Chora hefted the bowl. Just as I began to worry that it’d all go sloshing down the road, she slowly crouched, lowering the bowl to her ankles, and smoothly, smokelessly Inventorized it.
“Oh! Forgot to give you spoons and such.”
“No need. The inn will have them. You’ve done far more than enough. Thank you for all your help, and I wish you a wonderful night.”
Arlene tut-tutted again. “You are just painfully well-behaved, child. Somebody raised you right. You take care.”
I could not for the life of me puzzle out the rightness or wrongness of Chora’s behavior in accepting the meal but refusing to enter Arlene’s home. Not until I looked up at her shoulders and saw them relax again.
The door closed. With a deep sigh, she said, “Alright, let’s head to the inn. I don’t like having long social interactions sprung on me like that…”
***
I flitted through the door and into the darkest corner of a kind of hotel lobby-slash-family room. Finding a dark corner wasn’t that hard. This place was lit by candlelight.

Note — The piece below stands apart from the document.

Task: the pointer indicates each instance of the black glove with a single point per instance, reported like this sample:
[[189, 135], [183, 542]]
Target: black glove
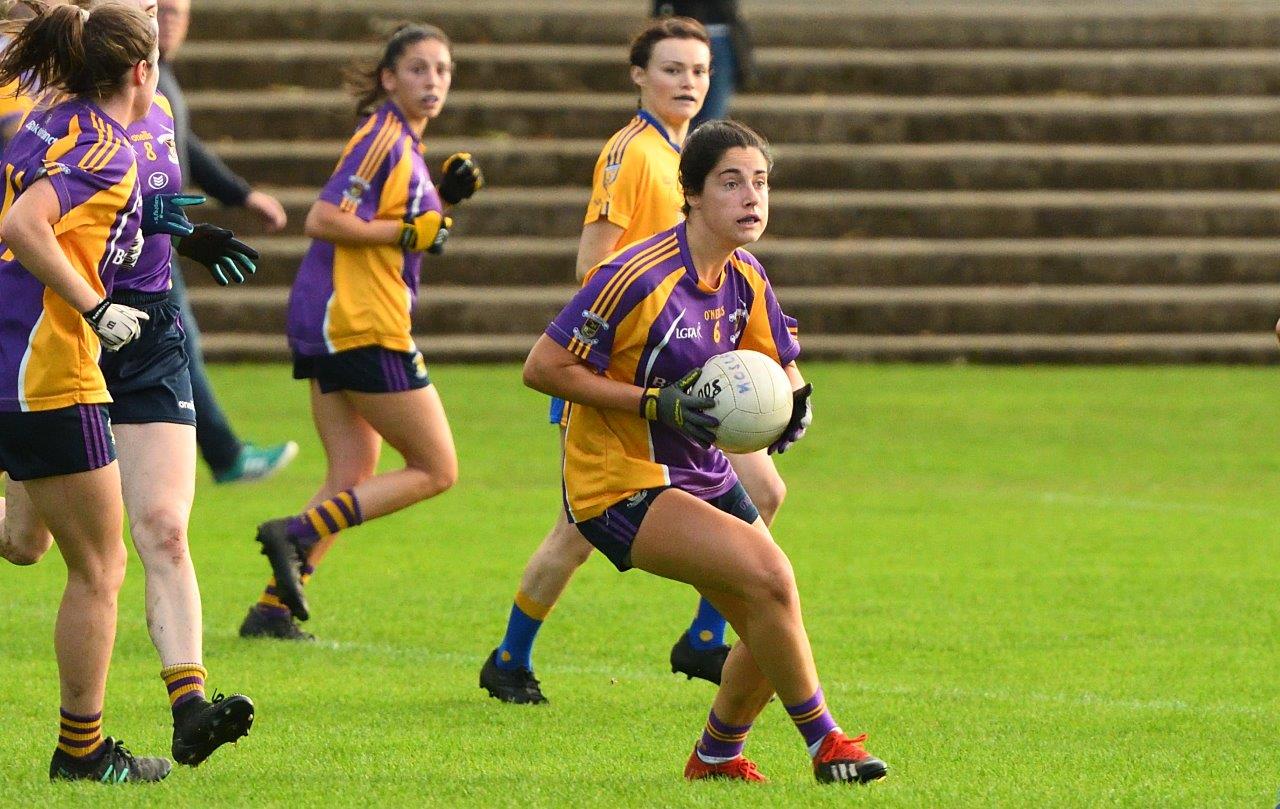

“One room and one bed for one night, please. No, no dinner necessary.”
The man behind the desk handed her keys and pointed past the empty couches and a felt-topped table, down a hall. It was hardly wider than Chora, its walls lined with candles. Doors were so packed together that the rooms inside had to be absurdly thin…
Or magic. Our door opened up into an impossibly large suite. It was still not much bigger than a typical dining room, but that suited me just fine. Muted colors, a bookshelf, and a portrait of a stately man hanging over the ready-lit fireplace made the room feel grander, self-satisfied. There was even a kitchenette area, though that was nightmarishly small—a single pillar-like counter with a single stovetop eye on it, below an I-shaped cabinet. The single bed sat at the other end on a rusty-looking but nonetheless regal bed frame.
I was so glad Chora would have a big plush mattress like that to sleep on.
She wandered over to the deep-red rug in the middle of the room and plopped down there.
I smacked my paw against the bed frame and wailed.
“I am not sleeping down here,” she said between steady breaths. “I just hadn’t realized until now how tired I was.” After another three sighs, she turned to me. I was sitting between the frame and her head, feeling calm and patient. “Why don’t you sleep at the foot of the bed? It’s too big and soft to waste on just me.”
I immediately thought back to the huge bed back at Reed’s that Chora’s small body was “wasting,” but whatever.
“…Ah, right, the soup. I’ll get that ready.” She rose with a grunt, took the soup out of her Inventory, and…fell back down with another grunt.
I waited.
She was asleep.
I waited a little longer. Maybe she was just resting her eyes.
But they’re never just resting their eyes.